KZ
Dachau was the first concentration camp established in Nazi Germany - the camp was opened on March 22,
1933. The camp's first inmates were primarily political prisoners,
Social Democrats, Communists, trade unionists,
habitual criminals, homosexuals, Jehovah's Witnesses, beggars, vagrants, hawkers.
In the late 1930's the Nazis killed thousands of handicapped Germans by lethal
injection and poisonous gas. After the German invasion of the Soviet Union in
June 1941, mobile killing units following in the wake of the German Army began
shooting massive numbers of Jews and Gypsies in open fields and ravines on the
outskirts of conquered cities and towns.
Eventually the Nazis created a more secluded and organized method of killing. Extermination centers were established in occupied Poland with
special apparatus especially designed for mass murder. Giant death machines.

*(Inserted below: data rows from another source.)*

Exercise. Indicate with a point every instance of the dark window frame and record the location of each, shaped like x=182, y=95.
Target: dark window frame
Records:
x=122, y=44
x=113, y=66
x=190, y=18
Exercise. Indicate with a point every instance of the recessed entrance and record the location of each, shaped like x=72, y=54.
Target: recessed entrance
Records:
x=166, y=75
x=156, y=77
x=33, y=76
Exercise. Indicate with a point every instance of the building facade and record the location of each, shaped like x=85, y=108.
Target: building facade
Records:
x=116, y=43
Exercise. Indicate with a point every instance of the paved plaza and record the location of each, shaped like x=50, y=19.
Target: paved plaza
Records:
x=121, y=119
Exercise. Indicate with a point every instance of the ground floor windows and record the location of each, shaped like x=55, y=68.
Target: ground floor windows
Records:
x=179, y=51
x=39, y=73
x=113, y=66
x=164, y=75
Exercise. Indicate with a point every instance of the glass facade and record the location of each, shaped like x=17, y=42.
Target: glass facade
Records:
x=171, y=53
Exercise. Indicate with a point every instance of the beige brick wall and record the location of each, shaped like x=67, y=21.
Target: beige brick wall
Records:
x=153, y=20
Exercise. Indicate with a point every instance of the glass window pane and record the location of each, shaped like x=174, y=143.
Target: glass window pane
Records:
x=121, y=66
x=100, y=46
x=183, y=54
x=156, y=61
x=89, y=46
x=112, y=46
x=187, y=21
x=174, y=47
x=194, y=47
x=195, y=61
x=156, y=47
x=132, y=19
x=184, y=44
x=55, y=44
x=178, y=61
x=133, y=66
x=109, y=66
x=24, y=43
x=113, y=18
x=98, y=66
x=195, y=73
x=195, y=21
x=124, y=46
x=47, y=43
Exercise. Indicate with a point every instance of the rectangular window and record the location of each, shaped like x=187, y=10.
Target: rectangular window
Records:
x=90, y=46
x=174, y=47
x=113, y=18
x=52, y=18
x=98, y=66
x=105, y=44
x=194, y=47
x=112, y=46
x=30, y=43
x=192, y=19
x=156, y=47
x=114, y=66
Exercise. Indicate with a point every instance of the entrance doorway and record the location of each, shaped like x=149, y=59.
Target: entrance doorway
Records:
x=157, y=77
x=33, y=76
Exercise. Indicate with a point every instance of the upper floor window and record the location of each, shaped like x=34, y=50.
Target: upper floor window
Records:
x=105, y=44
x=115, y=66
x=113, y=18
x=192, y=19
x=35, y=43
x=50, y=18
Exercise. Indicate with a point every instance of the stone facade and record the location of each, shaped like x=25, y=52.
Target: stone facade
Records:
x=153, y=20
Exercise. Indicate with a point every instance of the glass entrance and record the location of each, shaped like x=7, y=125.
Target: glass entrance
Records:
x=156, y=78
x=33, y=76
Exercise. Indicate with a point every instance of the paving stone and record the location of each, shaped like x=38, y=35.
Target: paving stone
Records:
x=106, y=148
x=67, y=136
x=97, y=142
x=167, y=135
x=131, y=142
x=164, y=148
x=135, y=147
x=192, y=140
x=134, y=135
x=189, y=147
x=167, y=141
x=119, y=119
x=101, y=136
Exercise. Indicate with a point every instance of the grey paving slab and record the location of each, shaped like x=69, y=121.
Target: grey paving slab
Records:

Six such death camps existed: Auschwitz-Birkenau, Belzec, Chelmno,
Majdanek, Sobibor, and Treblinka. Large-scale
murder by gas and body disposal through cremation were conducted systematically.
Victims were deported to these centers from Western Europe and from the ghettos
in Eastern Europe which the Nazis had established. In addition, millions died in
the ghettos and concentration camps as a result of forced labor, starvation,
exposure, brutality, disease, and execution.